After their performances this season, the Boston Red Sox’s Jacoby Ellsbury and the Los Angeles Dodgers’ Matt Kemp deserved to win the MVP awards in their respective leagues. Considering neither took home the hardware, it is difficult to maintain the belief that writers should vote for the Most Valuable Player or any other meaningful award. They are biased, and, given the dispersal of votes, they don’t follow players on other teams very closely, if at all. They don’t know the game as well as those who play or those who coach. Judging by how they voted and who they voted for, changes have to be made in the voting process. Maybe let the players and managers vote. Instances where Jacoby Ellsbury gets a 10th place vote while Michael Young gets a first-place vote can’t happen.
The pitchers have their own award, the Cy Young, which Detroit Tigers ace Justin Verlander won earlier this offseason. He was without a doubt the best pitcher in the American League. Yet, giving the MVP to someone who appears in 35 games a season, no matter his impact, instead of a everyday player who appears in 155-plus games is hard to fathom. Major League Baseball needs to make the MVP the MVEDP (Most Valuable Every Day Player, as proposed to me by LittleSaintClouds). The league won’t, but they will have to live with the reality that Ellsbury and Kemp were robbed of the award.
Ellsbury’s candidacy among the Baseball Writers Association of America was particularly questionable. Four writers put him fifth on the ballot. This is a player who hit .321 with 32 homers, 105 rbi’s, 119 runs, 212 hits, 39 stolen bases, and 46 doubles. While nearly everyone else struggled in September, he hit .358 with a .400 OBP, eight homers, and 21 rbi’s. He was the best all-around player in the American League and perhaps all of baseball for the Boston Red Sox. He didn’t make an error in center-field, either. And he did all this coming off a season in which he missed all but 18 games due to a rib injury. It was a career year, and all he has to show for it is a Silver Slugger Award and a Comeback Player of the Year Award. Those are nice, but his season-long performance warranted the most noteworthy individual award of all.

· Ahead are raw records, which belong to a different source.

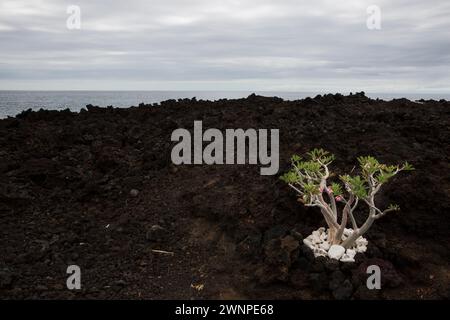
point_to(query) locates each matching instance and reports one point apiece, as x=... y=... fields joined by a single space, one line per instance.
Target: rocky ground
x=98 y=189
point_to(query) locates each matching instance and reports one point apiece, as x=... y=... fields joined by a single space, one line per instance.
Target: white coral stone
x=336 y=251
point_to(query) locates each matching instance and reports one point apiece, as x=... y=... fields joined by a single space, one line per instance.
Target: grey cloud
x=261 y=45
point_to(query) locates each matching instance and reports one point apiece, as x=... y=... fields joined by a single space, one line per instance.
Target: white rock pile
x=320 y=246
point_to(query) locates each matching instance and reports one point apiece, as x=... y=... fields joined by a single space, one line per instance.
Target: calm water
x=13 y=102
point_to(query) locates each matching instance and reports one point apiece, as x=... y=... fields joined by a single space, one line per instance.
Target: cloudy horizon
x=234 y=45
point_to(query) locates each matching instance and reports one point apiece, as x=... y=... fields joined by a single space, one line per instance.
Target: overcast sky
x=283 y=45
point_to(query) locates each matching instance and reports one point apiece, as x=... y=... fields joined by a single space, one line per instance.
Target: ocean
x=14 y=102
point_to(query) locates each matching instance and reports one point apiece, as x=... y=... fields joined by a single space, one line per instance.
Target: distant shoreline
x=13 y=102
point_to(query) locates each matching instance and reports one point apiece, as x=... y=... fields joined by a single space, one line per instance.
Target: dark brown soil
x=65 y=198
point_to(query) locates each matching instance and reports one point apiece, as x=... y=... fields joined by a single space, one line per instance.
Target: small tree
x=309 y=178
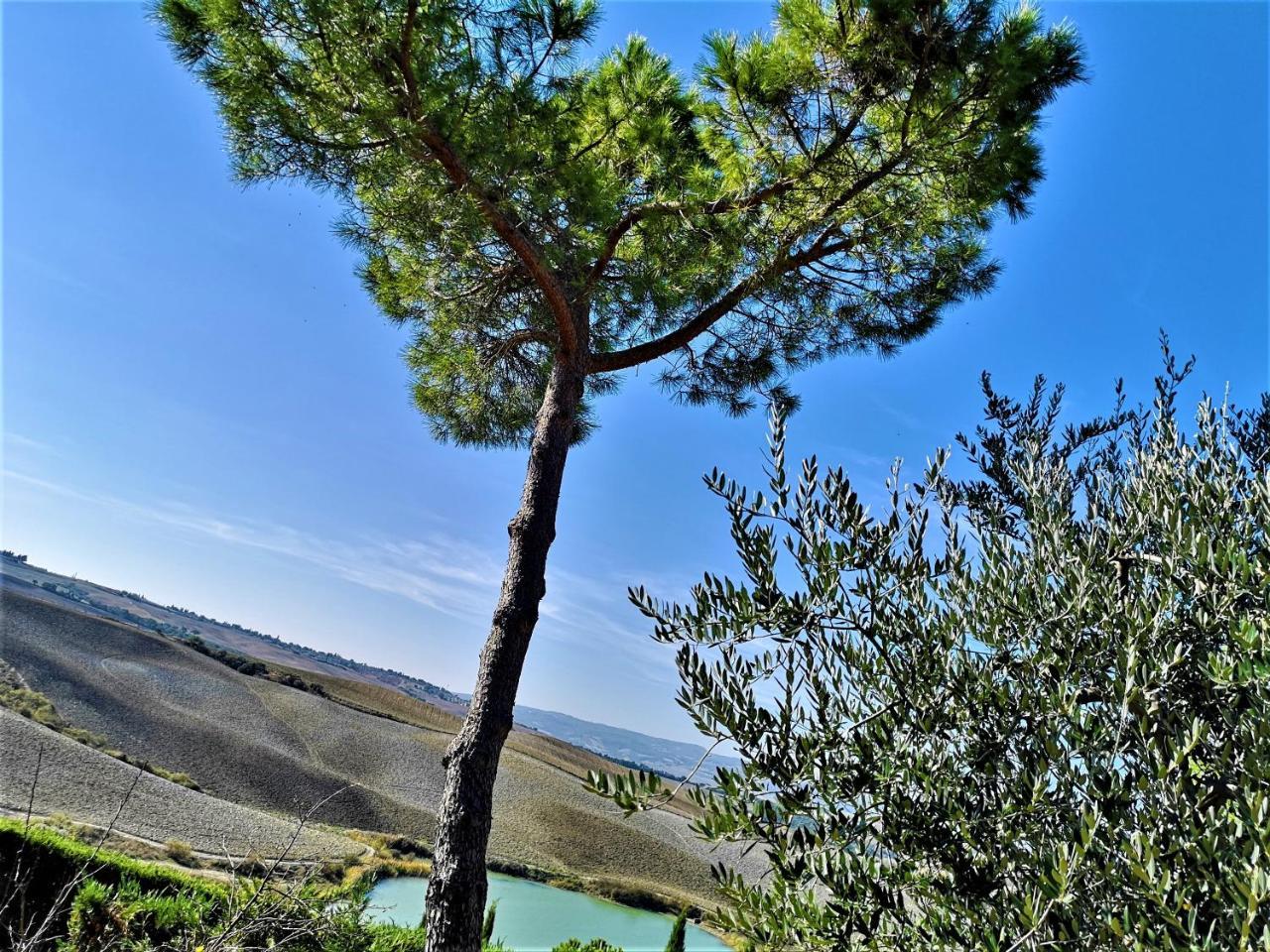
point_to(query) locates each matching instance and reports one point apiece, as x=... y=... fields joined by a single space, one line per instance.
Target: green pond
x=532 y=915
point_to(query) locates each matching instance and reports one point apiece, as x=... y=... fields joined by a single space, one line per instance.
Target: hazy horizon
x=202 y=405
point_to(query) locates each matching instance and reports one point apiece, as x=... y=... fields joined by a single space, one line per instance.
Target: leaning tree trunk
x=456 y=889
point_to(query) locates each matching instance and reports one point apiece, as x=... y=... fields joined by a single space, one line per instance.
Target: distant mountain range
x=630 y=748
x=672 y=758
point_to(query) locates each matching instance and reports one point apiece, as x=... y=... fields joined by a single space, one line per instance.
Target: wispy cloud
x=437 y=570
x=18 y=440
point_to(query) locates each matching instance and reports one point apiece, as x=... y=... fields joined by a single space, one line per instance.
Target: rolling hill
x=668 y=757
x=366 y=756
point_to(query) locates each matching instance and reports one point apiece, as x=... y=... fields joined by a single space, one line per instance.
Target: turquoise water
x=532 y=915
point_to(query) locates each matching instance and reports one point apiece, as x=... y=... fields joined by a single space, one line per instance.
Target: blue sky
x=200 y=404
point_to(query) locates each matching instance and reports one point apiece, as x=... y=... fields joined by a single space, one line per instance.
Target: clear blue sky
x=200 y=404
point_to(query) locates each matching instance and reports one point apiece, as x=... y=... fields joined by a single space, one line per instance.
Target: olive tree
x=544 y=217
x=1026 y=708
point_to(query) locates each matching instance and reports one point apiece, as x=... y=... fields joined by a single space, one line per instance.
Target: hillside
x=59 y=775
x=257 y=743
x=670 y=757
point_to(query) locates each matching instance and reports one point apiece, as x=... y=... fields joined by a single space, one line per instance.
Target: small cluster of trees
x=1020 y=708
x=1026 y=707
x=545 y=223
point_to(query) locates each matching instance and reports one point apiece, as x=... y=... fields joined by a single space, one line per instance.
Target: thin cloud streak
x=439 y=571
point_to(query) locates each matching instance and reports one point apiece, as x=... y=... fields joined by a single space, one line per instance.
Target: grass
x=59 y=895
x=372 y=757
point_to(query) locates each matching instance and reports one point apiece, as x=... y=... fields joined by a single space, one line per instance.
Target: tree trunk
x=456 y=889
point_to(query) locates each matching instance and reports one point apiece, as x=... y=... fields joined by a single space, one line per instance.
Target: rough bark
x=456 y=889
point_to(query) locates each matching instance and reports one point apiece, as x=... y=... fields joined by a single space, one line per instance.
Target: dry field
x=282 y=751
x=98 y=789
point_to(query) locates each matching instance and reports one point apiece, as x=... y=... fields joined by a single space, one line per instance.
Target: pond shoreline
x=594 y=887
x=534 y=915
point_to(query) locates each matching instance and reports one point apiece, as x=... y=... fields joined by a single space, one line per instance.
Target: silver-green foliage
x=1017 y=711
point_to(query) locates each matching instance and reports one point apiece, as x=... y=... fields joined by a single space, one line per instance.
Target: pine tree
x=544 y=222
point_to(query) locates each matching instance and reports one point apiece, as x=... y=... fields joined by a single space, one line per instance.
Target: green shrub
x=1021 y=708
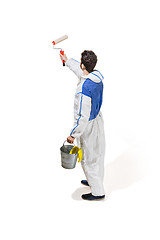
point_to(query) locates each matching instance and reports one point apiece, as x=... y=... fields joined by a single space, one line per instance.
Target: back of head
x=89 y=60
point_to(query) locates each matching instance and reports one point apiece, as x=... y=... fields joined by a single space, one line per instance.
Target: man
x=88 y=122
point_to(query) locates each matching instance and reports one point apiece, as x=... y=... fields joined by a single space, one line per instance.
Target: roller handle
x=62 y=52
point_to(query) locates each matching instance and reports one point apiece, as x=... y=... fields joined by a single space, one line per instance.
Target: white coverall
x=88 y=125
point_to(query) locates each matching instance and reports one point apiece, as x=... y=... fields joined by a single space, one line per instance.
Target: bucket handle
x=69 y=143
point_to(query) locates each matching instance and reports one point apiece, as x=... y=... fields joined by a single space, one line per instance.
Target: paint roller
x=58 y=41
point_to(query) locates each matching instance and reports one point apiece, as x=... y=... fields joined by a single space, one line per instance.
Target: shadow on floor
x=128 y=168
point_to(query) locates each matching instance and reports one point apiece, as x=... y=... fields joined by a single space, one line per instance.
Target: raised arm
x=73 y=65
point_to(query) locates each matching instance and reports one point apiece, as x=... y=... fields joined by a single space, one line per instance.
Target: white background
x=38 y=198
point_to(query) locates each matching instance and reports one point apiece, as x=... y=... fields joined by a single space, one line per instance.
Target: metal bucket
x=68 y=161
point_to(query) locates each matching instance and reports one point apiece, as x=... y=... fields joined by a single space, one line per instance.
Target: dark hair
x=89 y=60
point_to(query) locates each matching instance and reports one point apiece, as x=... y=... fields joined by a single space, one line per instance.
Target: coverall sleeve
x=74 y=66
x=82 y=116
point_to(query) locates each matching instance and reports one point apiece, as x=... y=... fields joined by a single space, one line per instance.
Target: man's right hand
x=63 y=57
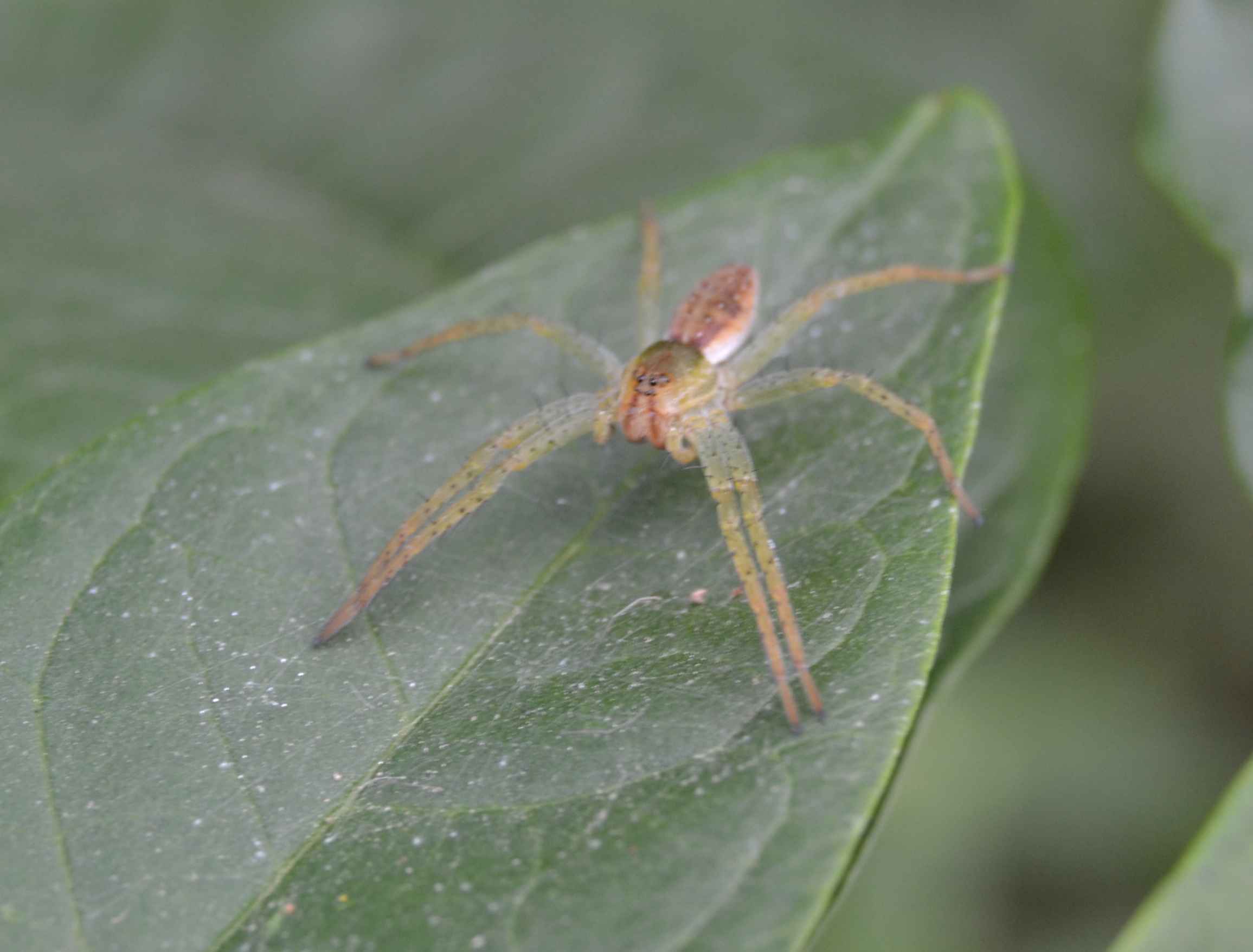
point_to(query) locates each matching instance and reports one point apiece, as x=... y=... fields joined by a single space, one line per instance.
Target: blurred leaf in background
x=454 y=133
x=1198 y=144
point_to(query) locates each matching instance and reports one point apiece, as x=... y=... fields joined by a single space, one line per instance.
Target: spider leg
x=588 y=350
x=477 y=481
x=730 y=471
x=791 y=384
x=771 y=340
x=650 y=313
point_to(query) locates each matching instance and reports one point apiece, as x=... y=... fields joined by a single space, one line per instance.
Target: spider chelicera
x=678 y=394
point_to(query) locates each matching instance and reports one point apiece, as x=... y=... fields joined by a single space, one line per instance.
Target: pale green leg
x=771 y=340
x=529 y=439
x=592 y=352
x=648 y=322
x=792 y=384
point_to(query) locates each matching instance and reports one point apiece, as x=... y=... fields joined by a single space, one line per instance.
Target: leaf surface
x=1203 y=904
x=533 y=738
x=1198 y=144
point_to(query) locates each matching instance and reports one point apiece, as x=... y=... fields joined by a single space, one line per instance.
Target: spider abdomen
x=718 y=313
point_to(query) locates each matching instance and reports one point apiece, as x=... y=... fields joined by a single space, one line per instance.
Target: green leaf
x=1198 y=146
x=1032 y=440
x=533 y=737
x=1203 y=904
x=132 y=268
x=1030 y=448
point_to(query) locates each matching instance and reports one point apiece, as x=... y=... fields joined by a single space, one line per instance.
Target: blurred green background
x=1059 y=780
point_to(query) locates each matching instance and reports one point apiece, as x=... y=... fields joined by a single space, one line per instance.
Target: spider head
x=668 y=380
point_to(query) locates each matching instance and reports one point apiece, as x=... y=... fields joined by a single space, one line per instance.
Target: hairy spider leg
x=712 y=438
x=755 y=522
x=792 y=384
x=648 y=320
x=760 y=351
x=588 y=350
x=535 y=435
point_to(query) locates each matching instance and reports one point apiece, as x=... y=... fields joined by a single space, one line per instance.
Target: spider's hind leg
x=734 y=484
x=791 y=384
x=474 y=484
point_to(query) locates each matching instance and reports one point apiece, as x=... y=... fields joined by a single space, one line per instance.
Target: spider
x=678 y=394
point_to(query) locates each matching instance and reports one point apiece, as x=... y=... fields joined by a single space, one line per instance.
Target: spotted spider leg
x=794 y=384
x=588 y=350
x=535 y=435
x=770 y=341
x=650 y=308
x=728 y=469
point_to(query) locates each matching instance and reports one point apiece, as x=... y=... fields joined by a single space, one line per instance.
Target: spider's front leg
x=474 y=484
x=732 y=481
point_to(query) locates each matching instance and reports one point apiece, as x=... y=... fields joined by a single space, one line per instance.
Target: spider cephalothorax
x=676 y=397
x=667 y=381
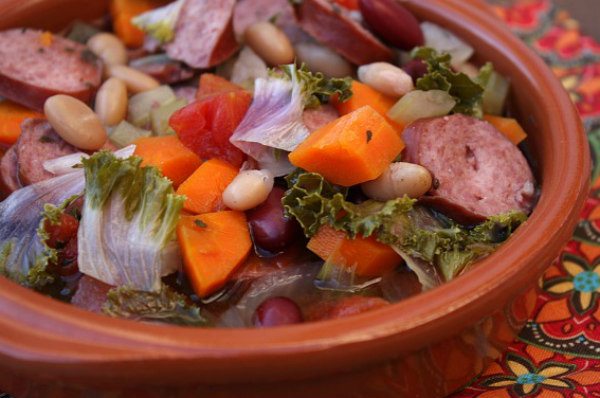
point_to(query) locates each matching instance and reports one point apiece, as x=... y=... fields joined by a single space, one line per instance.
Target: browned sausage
x=478 y=171
x=36 y=65
x=204 y=33
x=281 y=12
x=332 y=26
x=38 y=142
x=9 y=181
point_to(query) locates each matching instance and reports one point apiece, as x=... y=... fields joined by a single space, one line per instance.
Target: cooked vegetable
x=11 y=117
x=508 y=126
x=213 y=248
x=206 y=126
x=141 y=105
x=204 y=188
x=211 y=84
x=421 y=104
x=364 y=95
x=356 y=148
x=169 y=156
x=467 y=93
x=366 y=256
x=160 y=22
x=126 y=134
x=122 y=12
x=166 y=306
x=139 y=249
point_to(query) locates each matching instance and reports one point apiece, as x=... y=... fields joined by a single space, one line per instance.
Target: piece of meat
x=90 y=294
x=315 y=118
x=344 y=307
x=478 y=171
x=204 y=33
x=38 y=142
x=9 y=180
x=163 y=69
x=332 y=26
x=281 y=12
x=36 y=65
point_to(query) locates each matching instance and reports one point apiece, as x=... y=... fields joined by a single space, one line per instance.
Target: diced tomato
x=212 y=84
x=349 y=4
x=205 y=126
x=62 y=232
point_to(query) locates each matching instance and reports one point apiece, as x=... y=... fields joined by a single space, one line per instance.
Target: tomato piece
x=62 y=232
x=205 y=126
x=213 y=84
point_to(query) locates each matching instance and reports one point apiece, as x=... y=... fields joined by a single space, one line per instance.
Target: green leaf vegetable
x=318 y=89
x=160 y=23
x=440 y=76
x=426 y=238
x=126 y=234
x=164 y=305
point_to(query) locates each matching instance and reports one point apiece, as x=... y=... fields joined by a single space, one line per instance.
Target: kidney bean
x=394 y=23
x=270 y=228
x=416 y=69
x=277 y=311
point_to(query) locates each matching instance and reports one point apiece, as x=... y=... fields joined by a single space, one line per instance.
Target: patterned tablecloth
x=558 y=352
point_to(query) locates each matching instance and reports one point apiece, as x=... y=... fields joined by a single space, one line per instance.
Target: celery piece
x=419 y=104
x=140 y=105
x=126 y=133
x=159 y=117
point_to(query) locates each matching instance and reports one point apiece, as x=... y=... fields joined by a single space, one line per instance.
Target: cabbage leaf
x=126 y=234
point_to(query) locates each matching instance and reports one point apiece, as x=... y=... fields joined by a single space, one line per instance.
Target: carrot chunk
x=365 y=95
x=350 y=150
x=370 y=257
x=169 y=155
x=507 y=126
x=213 y=84
x=204 y=189
x=11 y=117
x=213 y=246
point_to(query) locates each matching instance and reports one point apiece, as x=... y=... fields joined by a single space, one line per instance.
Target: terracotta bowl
x=425 y=346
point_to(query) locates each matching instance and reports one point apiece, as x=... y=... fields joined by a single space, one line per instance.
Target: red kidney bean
x=415 y=68
x=394 y=23
x=271 y=230
x=277 y=311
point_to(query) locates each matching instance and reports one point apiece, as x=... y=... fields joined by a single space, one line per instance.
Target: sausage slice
x=332 y=26
x=38 y=142
x=479 y=172
x=204 y=33
x=36 y=65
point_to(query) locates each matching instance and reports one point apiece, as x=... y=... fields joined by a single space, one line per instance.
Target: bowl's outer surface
x=403 y=350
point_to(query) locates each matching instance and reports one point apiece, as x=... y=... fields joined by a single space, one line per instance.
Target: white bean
x=386 y=78
x=248 y=189
x=135 y=80
x=270 y=43
x=111 y=102
x=321 y=59
x=109 y=48
x=398 y=180
x=75 y=122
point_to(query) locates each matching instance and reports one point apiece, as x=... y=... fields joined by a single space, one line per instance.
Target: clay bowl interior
x=43 y=338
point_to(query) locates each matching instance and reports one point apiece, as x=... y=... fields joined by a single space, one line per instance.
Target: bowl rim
x=34 y=321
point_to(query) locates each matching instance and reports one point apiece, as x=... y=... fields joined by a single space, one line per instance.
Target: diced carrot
x=11 y=117
x=365 y=95
x=123 y=10
x=204 y=189
x=169 y=155
x=507 y=126
x=213 y=247
x=213 y=84
x=370 y=257
x=350 y=150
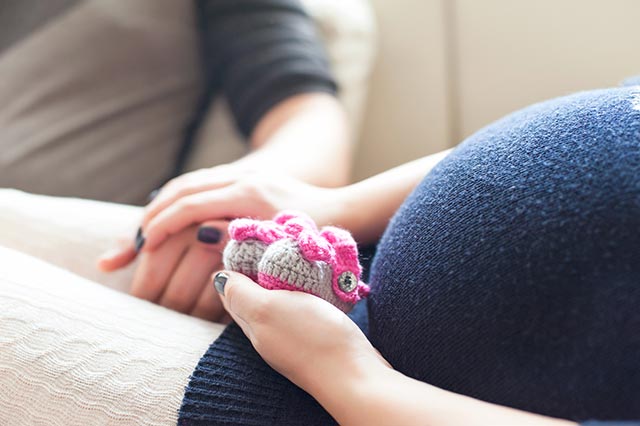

Teammate Dustin Pedroia, who won the MVP in 2008, was frustrated at Ellsbury’s second-place finish, as documented by ESPN Boston‘s Joe McDonald:
“Obviously if you ask any of our guys we’re going to be biased to Jacoby because we saw it firsthand what kind of year he had and what he means to our team. Obviously I feel he deserves to win it.
“We all know Verlander’s year was pretty incredible with his numbers and he deserves the attention he’s getting. He had an unbelievable season, but in my opinion, he pitched 34 games and Ells played 158, so I think if a pitcher should win it he should impact, in those 34 games, in an extraordinary amount of the time and he did that, no question. But Ells impacted a lot more than 34 games for our team.”
Ballots are cast before the postseason begins, but it appears the team’s finish factors into decisions. Detroit made the playoffs and Boston crumbled. That shouldn’t matter. As Pedroia said, Ellsbury proved to be far more valuable on a day-to-day basis than Verlander. The Tigers ace would sit on the pine four out of every five games and chew gum while Ellsbury worked his tail off, game in game out, trying to get on base, swipe bags, crush homers, and make diving catches.
Kemp was going against a fellow position player, but it seemed to be a forgone conclusion that he would win despite his Dodgers struggles. He was the best hitter in the National League–their glue, their engine. He was better than the Milwaukee Brewers’ Ryan Braun, who won the NL MVP, in every noteworthy statistical category except batting average. He missed only one game; Braun missed 12. He drove in 126 runs; Braun drove in 111. He hit 39 homers; Braun had 33. He stole 40 bases; Braun stole 33. He also had more hits and a higher OBP. And he got six third-place votes. Unbelievable.
This is a much closer race than in the American League. Braun nearly matched Kemp’s numbers while playing in less games. That’s impressive, but Kemp was nonetheless better. He played center-field while Braun played left-field. There’s a large gap in the defensive talent it takes to play center compared to left. Kemp made five errors, which is a very small amount given how much ground he has to cover. Braun committed only one, but he covers far less ground.
Fresh off the snub and the signing of a eight-year, $160 million deal, Kemp set his sights eye. He was one steal away from becoming just the fifth member of the 40-stolen base, 40-home-run club this season, but accomplishing that in 2012 is not what he is looking to do. He wants to become the first to do 50-50.
Ellsbury will look to get even better, too. That is all these two players can do in their effort to acquire the number of first-place votes they deserve–votes they should have got after their remarkable 2011 seasons.